The startup has spent the last few years testing the equipment, building the neural networks and assembling a massive sample library with over 10,000 entries. “We’ve worked very hard with manufacturers” to obtain those samples, Bajaj said.
Still, even a 10,000-sample library isn’t going to capture the full range of possible material combinations that a recycler is or isn’t going to see. So Refiberd has employed generative AI to fill in the gaps. The generated “material” may not be anything anyone would make, Bajaj said, but having its spectra on hand helps the model improve its accuracy.
Refiberd has raised a $3.4 million seed round, TechCrunch+ has exclusively learned. The round was led by True Wealth Ventures, with participation by Better Ventures, the Schmidt Family Foundation, Fashion for Good, Susquehanna Private Equity Investments, Kubera Venture Capital, Carnegie Mellon University, and the National Science Foundation.
The startup also won a €200,000 grant from the H&M Foundation’s Global Change Award, an amount that’s included in the seed round figure.
The funding will be used to roll out Refiberd’s initial pilots, which are aimed at textile companies, chemical recyclers, mechanical recyclers and textile sorters. All have different demands, which Bajaj said will help Refiberd refine its product.
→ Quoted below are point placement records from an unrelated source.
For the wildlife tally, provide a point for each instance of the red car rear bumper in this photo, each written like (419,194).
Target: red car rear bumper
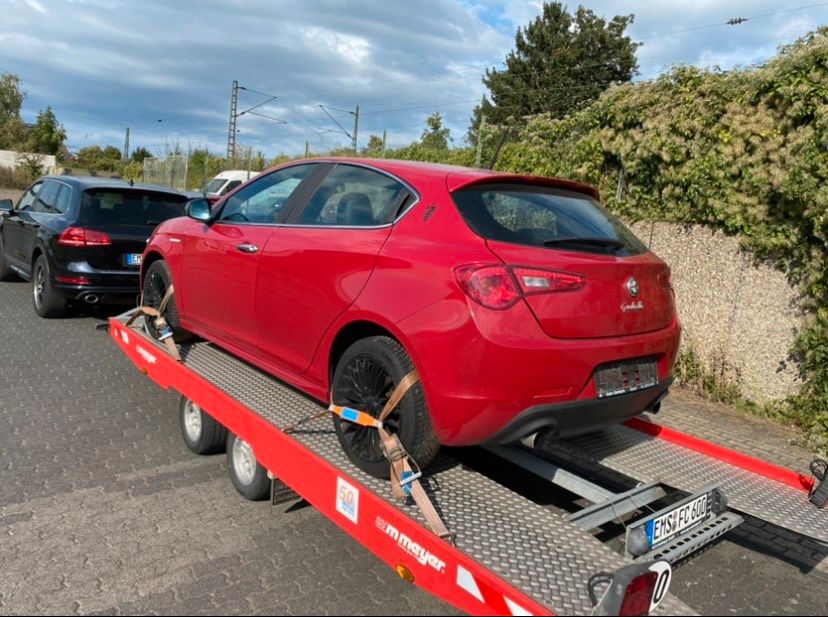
(495,376)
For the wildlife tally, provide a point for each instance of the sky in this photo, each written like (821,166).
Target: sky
(165,68)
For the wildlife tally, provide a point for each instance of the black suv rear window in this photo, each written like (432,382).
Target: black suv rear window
(545,217)
(130,207)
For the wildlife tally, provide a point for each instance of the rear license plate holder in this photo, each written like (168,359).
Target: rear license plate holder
(678,519)
(624,377)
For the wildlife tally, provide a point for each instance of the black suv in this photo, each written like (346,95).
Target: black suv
(81,239)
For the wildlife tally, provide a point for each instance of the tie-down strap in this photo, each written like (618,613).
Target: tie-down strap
(160,322)
(405,474)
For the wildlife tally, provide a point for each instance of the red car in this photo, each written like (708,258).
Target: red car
(523,303)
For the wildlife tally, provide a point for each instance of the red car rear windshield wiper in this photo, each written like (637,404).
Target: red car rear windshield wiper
(601,242)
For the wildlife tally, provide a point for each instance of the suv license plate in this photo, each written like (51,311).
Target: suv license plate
(676,521)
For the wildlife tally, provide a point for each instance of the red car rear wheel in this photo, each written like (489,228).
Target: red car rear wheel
(364,377)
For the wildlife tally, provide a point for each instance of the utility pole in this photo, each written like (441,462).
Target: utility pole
(231,133)
(479,156)
(356,126)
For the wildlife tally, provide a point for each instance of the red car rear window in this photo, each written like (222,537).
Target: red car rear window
(544,217)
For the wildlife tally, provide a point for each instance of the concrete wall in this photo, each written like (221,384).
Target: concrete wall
(739,317)
(8,158)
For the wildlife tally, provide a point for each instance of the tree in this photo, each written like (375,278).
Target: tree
(96,158)
(435,136)
(11,97)
(560,63)
(47,135)
(12,128)
(374,146)
(139,154)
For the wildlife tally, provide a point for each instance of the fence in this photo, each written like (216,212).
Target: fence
(170,171)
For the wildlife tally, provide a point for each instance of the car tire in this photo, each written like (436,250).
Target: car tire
(363,378)
(201,432)
(156,282)
(46,302)
(248,477)
(6,273)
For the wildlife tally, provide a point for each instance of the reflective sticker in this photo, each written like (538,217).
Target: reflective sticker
(351,415)
(146,355)
(516,609)
(665,575)
(406,486)
(466,581)
(347,500)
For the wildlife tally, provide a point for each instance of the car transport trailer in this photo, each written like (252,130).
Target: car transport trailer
(507,554)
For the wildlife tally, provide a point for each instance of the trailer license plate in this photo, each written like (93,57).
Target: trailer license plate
(668,526)
(625,377)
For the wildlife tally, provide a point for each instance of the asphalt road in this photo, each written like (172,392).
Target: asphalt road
(103,509)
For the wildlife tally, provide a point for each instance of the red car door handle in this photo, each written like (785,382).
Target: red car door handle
(244,247)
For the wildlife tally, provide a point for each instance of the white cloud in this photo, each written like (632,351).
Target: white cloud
(106,64)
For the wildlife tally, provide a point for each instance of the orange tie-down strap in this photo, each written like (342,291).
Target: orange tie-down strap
(160,322)
(405,474)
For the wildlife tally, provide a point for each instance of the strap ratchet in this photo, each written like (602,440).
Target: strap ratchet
(405,473)
(161,325)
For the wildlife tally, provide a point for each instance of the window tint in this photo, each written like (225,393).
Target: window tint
(262,200)
(130,207)
(47,197)
(27,201)
(355,196)
(64,199)
(545,217)
(214,185)
(230,186)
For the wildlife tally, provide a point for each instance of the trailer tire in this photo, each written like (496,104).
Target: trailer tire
(364,376)
(248,477)
(201,432)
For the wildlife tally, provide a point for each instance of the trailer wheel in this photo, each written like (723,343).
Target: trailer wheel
(201,433)
(249,478)
(364,377)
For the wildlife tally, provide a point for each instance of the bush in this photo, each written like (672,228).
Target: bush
(744,151)
(15,178)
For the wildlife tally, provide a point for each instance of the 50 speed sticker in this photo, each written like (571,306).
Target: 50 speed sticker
(347,500)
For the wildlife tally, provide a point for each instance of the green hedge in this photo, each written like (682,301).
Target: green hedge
(744,151)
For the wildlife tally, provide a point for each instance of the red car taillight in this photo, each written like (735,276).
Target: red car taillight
(499,287)
(78,236)
(73,280)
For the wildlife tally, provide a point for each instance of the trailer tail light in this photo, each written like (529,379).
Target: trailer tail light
(636,589)
(78,236)
(499,287)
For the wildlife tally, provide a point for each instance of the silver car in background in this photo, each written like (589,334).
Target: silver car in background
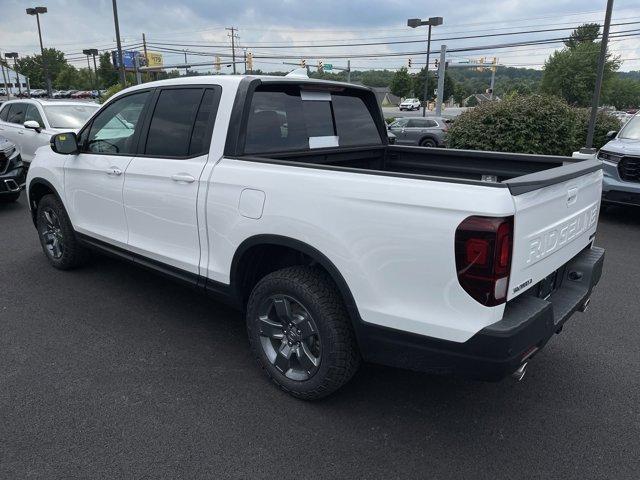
(420,131)
(30,123)
(621,165)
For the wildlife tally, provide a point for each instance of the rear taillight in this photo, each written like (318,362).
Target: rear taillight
(483,257)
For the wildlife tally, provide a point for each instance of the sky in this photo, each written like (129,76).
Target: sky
(308,28)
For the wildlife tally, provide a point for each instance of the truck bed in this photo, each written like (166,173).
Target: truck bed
(519,172)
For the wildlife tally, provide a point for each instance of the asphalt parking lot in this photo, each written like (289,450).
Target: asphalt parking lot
(113,372)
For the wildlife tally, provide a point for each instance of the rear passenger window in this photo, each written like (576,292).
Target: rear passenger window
(16,113)
(173,122)
(282,120)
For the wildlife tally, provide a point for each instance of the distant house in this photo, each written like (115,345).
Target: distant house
(479,98)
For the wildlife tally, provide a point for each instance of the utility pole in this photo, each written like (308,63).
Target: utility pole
(596,92)
(123,78)
(233,36)
(37,11)
(14,55)
(442,66)
(4,78)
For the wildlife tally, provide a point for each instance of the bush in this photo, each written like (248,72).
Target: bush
(523,123)
(605,122)
(111,91)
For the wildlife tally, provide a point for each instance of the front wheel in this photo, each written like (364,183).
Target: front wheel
(57,236)
(300,332)
(10,197)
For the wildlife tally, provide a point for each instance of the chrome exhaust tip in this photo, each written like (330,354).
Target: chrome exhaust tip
(520,372)
(585,305)
(12,185)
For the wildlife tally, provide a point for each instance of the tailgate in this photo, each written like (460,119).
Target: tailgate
(556,215)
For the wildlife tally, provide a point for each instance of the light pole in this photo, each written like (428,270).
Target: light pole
(14,55)
(123,78)
(37,11)
(432,22)
(92,52)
One camera unit will eventually be able to sort up to 7 million pounds of material, Bajaj said. Some quick back-of-the envelope math suggests that just 4,000 Refiberd units could tackle America’s textile waste problem.
If Refiberd could address just a fraction of the world’s textile waste, it could make a significant dent in the solid waste space. Textile recycling has largely been ignored for a few reasons. One, it’s not an easy problem to tackle because of the broad mix of materials. Second, there’s not been much consumer pressure: Lots of textile waste happens out of sight, and unsold or returned merchandise frequently gets scrapped or landfilled.
Donated clothing does, too, especially if it doesn’t meet the minimum standards set by thrift stores, or if it sits on the shelf for too long.
AI is nothing new in the recycling industry, but Refiberd’s approach appears to break fresh ground both in its application to textile recycling and hyperspectral imagery. The use of generative AI to fill in the gaps is particularly clever, and suggests uses well beyond the usual chatbots that we see proliferating today.
With a seed round under its belt, the young startup still has many mountains to climb. But its founders had a hunch and stuck with it while the rest of the industry came around to their vision. That’s an enviable position to be in.